2 - A acção instaurada foi contestada pelas Rés prosseguindo normalmente seus termos, vindo a ser decidida por sentença de, nos termos da qual as Rés foram condenadas a

«a reconhecerem o direito do Autor a receber: - um complemento de reforma por invalidez que lhe é paga pela Segurança Social, desde 25.09.2009. no montante mensal de € 903,70, sem prejuízo da sua actualização de acordo com as tabelas salariais em vigor na Ré; - a quantia de € 8.359,20, a título de complementos de pensão de reforma por invalidez, já vencidos, sem prejuízo das prestações vincendas e das actualizações devidas, de acordo com as alterações salariais anuais que vierem a ser acordadas e que vierem a vigorar na Ré; - no mês de Novembro de cada ano, para além do complemento mensal da pensão de reforma por invalidez, um quantitativo igual a esse complemento; - juros de mora, vencidos e vincendos, relativamente a tais quantias, e até integral pagamento».

Inconformada com esta decisão dela recorreu de apelação a Ré BB – Empresa Produtora de Papéis Industriais S.A, para o Tribunal da Relação do Porto, que, por acórdão de (…), julgou a apelação improcedente e confirmou a sentença recorrida.

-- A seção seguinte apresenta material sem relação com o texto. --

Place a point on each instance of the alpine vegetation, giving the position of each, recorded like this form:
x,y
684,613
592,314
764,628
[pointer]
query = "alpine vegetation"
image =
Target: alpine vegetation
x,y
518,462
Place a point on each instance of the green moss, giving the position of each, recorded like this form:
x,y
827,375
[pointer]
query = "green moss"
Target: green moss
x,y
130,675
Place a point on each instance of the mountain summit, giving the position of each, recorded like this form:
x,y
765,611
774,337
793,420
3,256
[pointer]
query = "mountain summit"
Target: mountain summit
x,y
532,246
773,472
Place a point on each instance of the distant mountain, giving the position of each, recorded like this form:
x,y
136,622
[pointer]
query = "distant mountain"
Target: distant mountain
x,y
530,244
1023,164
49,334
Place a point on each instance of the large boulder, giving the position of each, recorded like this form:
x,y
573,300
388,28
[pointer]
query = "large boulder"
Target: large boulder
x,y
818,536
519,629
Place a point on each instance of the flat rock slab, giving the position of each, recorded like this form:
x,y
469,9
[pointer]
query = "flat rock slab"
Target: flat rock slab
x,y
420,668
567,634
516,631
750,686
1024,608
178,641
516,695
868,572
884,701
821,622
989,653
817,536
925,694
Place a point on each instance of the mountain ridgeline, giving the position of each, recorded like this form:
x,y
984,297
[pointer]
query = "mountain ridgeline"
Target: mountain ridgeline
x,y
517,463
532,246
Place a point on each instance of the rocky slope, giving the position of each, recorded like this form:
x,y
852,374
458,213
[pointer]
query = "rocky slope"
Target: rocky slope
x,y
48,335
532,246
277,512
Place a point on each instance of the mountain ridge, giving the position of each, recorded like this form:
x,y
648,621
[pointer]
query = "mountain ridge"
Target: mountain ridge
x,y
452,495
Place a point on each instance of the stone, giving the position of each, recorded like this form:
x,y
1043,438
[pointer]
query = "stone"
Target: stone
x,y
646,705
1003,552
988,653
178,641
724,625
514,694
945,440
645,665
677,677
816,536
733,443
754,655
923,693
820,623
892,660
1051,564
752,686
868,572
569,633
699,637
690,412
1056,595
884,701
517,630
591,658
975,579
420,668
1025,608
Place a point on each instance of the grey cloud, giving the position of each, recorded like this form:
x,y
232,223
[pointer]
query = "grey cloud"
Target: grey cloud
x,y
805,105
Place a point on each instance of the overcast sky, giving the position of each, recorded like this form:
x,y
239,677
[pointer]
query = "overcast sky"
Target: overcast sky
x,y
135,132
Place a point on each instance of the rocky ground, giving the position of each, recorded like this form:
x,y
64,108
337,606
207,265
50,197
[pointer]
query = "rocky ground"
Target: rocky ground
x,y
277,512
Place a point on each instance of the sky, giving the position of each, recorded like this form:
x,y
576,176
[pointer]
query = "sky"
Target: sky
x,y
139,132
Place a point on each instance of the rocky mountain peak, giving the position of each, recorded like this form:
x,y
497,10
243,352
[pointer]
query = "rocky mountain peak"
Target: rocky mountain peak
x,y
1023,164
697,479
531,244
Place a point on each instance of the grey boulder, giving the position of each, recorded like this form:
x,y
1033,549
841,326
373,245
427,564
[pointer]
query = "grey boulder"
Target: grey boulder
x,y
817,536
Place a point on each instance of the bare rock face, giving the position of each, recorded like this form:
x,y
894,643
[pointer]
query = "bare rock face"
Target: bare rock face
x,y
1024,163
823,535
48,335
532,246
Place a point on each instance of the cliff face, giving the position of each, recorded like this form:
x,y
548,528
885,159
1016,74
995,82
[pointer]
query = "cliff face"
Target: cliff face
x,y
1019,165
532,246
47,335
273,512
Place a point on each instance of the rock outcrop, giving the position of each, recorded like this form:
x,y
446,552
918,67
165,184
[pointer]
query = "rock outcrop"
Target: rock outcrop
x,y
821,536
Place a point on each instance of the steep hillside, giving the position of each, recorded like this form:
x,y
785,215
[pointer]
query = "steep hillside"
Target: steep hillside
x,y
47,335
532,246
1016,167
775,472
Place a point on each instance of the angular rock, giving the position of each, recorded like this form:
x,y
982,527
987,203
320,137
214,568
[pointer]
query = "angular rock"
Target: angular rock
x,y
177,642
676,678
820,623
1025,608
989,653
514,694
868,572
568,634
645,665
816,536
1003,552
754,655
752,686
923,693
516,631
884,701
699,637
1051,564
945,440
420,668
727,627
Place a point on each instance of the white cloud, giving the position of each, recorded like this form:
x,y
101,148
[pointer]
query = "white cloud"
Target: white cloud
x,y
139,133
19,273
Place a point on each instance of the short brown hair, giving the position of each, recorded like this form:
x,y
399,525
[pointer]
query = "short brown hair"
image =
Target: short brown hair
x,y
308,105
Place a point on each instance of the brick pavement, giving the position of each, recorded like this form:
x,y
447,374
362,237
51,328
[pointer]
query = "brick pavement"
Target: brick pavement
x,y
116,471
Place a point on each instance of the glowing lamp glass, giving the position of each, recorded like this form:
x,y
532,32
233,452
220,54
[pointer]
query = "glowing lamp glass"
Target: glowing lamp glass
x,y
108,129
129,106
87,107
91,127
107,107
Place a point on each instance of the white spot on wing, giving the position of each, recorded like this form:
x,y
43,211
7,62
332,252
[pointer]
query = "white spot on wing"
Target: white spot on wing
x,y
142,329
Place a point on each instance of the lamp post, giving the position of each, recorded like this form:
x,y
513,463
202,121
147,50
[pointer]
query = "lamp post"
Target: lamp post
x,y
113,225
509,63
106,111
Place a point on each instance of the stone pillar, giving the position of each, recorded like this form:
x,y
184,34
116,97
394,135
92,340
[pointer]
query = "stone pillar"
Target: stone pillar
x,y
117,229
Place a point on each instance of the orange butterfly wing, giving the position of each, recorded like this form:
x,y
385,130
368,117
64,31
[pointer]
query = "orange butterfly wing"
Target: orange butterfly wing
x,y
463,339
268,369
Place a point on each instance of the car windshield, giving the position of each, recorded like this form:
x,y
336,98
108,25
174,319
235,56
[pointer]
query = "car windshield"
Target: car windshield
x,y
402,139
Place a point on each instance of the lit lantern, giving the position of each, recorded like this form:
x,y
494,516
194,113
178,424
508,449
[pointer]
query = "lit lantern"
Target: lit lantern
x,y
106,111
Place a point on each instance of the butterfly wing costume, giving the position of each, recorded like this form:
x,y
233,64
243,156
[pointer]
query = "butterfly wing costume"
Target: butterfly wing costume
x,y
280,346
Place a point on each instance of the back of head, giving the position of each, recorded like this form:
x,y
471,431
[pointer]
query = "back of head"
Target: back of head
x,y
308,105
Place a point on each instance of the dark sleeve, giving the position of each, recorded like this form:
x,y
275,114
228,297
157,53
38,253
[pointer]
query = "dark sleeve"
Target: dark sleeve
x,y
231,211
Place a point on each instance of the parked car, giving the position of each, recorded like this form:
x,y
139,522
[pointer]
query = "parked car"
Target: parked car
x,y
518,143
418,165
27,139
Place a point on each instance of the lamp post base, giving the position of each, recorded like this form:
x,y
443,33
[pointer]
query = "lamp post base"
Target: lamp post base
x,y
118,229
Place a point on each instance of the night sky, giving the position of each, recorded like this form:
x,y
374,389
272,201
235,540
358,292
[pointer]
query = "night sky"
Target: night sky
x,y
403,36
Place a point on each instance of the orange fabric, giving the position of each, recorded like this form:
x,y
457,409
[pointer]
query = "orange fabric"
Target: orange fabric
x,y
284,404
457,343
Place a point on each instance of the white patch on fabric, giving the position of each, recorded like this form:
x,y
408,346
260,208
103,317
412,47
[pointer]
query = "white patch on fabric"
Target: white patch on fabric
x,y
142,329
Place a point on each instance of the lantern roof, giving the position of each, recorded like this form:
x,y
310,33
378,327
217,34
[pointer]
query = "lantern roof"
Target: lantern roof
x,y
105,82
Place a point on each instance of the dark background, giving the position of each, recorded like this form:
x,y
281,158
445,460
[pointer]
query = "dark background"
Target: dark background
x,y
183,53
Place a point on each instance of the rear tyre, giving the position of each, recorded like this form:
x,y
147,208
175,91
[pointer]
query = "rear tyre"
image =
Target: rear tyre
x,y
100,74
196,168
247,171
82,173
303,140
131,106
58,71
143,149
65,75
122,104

3 - Inconformadas com esta decisão dela recorrem agora ambas as Rés, de revista, para este Supremo Tribunal de Justiça, sendo as conclusões das alegações apresentadas, do seguinte teor:

3.1 - Da BB

«A) Sustenta, o Venerando Tribunal a quo, parcialmente, a manutenção do decidido na 1.ª Instância na construção da tese da incorporação de direitos obtidos por via de negociação colectiva no contrato individual de trabalho do Recorrido.

B) Constitui, ainda, fundamento do Acórdão recorrido a consideração de que o plano  de   pensões   plasmado   no   Contrato Constitutivo de 2004, constituía uso da empresa, sendo, como tal, fonte de direito e inibidor da eficácia da alteração promovida pela Recorrente relativamente ao Recorrido.

C) Ora, no caso em apreço não se poderá considerar a existência de um uso como fonte de direito em matéria de atribuição de pensões, nem se poderá admitir a aquisição de um direito já inexistente à data em que o trabalhador reúna as condições para o "adquirir", sob pena de se admitir que, afinal, se tratava de um direito adquirido e não de expectativa, adquirindo-se o direito, apenas, no momento de passagem à reforma do trabalhador.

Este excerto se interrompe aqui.